The Olgas

In the post on Mt. Conner, I mentioned that there are three giants in the Red Centre. However, the third of this group shattered and has weathered into a cluster of domes, rather than offering the monolithic profile of the first two. These are the Olgas, named by explorer Ernest Giles for Queen Olga of Württemberg. To the local Aborigines, they are Kata Tjuta, or “many heads.”

Though broken and worn, the Olgas are still impressive. Mt. Olga, the central and tallest rock in the group, is actually taller than Ayers Rock, rising 1,500 feet above the surrounding plain. The cluster of towering rock domes covers an area of 11 square miles.
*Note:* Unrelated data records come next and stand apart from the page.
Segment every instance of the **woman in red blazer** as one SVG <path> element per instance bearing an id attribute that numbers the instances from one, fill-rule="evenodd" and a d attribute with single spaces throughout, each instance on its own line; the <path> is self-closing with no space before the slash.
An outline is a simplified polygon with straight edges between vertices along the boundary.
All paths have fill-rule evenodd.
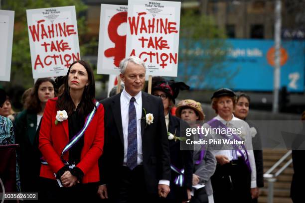
<path id="1" fill-rule="evenodd" d="M 96 103 L 95 95 L 92 69 L 83 61 L 74 62 L 66 76 L 64 92 L 49 100 L 44 110 L 39 138 L 43 156 L 39 200 L 88 201 L 96 196 L 104 108 Z"/>

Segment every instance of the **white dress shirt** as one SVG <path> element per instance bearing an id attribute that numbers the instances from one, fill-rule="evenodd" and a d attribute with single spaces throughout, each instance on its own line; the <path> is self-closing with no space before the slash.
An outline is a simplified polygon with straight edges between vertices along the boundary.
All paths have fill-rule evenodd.
<path id="1" fill-rule="evenodd" d="M 124 160 L 123 165 L 126 166 L 127 160 L 127 148 L 128 147 L 128 119 L 129 103 L 132 97 L 124 89 L 121 94 L 121 113 L 122 126 L 124 139 Z M 137 113 L 137 138 L 138 143 L 138 165 L 142 164 L 142 137 L 141 136 L 141 116 L 142 116 L 142 92 L 140 92 L 134 97 L 136 101 L 134 102 Z"/>
<path id="2" fill-rule="evenodd" d="M 121 97 L 121 113 L 122 115 L 122 126 L 123 131 L 124 140 L 124 160 L 123 166 L 126 166 L 127 160 L 127 148 L 128 146 L 128 119 L 129 103 L 132 97 L 123 90 Z M 142 164 L 143 162 L 143 154 L 142 153 L 142 137 L 141 136 L 141 118 L 142 116 L 142 92 L 139 92 L 134 97 L 136 101 L 134 102 L 137 113 L 137 138 L 138 144 L 138 165 Z M 143 129 L 144 130 L 144 129 Z M 169 180 L 160 180 L 159 184 L 164 184 L 169 186 Z"/>
<path id="3" fill-rule="evenodd" d="M 232 126 L 232 127 L 241 127 L 243 128 L 243 130 L 245 130 L 246 133 L 246 137 L 245 137 L 245 147 L 247 149 L 247 151 L 248 152 L 249 161 L 250 162 L 250 167 L 251 168 L 251 188 L 254 188 L 257 187 L 256 185 L 256 167 L 255 166 L 255 160 L 254 159 L 254 154 L 253 154 L 253 150 L 252 147 L 252 137 L 250 135 L 250 127 L 248 123 L 246 122 L 244 120 L 241 120 L 236 117 L 234 116 L 234 115 L 232 114 L 232 118 L 229 121 L 227 121 L 225 120 L 223 118 L 220 117 L 219 115 L 217 115 L 217 116 L 214 117 L 213 119 L 216 119 L 217 120 L 220 120 L 222 121 L 222 122 L 225 125 L 227 124 L 227 122 L 229 122 L 229 124 Z M 233 122 L 231 122 L 233 121 Z M 208 125 L 207 123 L 205 123 L 203 125 L 203 126 L 205 125 Z M 205 126 L 206 127 L 206 126 Z M 250 150 L 249 150 L 250 149 Z M 214 151 L 215 155 L 225 155 L 227 157 L 228 157 L 228 159 L 231 161 L 233 159 L 233 157 L 232 156 L 232 151 L 233 150 L 215 150 Z M 240 157 L 241 156 L 241 154 L 239 152 L 237 152 L 237 156 Z"/>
I had been to the Olgas on my previous visit to the Red Centre, so I did not join our group for the standard hike into Olga Gorge. Instead, I wandered off on my own, to be alone with my thoughts and the land I had come to love, and to think about what had happened to me, now that my six-months was drawing to a close. It was immensely quiet once I was away from the group, with nothing but the breeze and the rustling of the fragrant brush around me to break the silence. However, I was not so introspective that I failed to examine everything. My camera being one of the ways I try to attach myself to a place, I also took a fair number of “parting shots,” including the one below.

The Olgas/Kata Tjuta



Filed under Australia, Book, Geography, History, Nature, Photography, Travel

2 responses to “The Olgas

  1. I loved the Olgas – less iconic than Uluru, but just as incredible, especially if you get to see them from the air.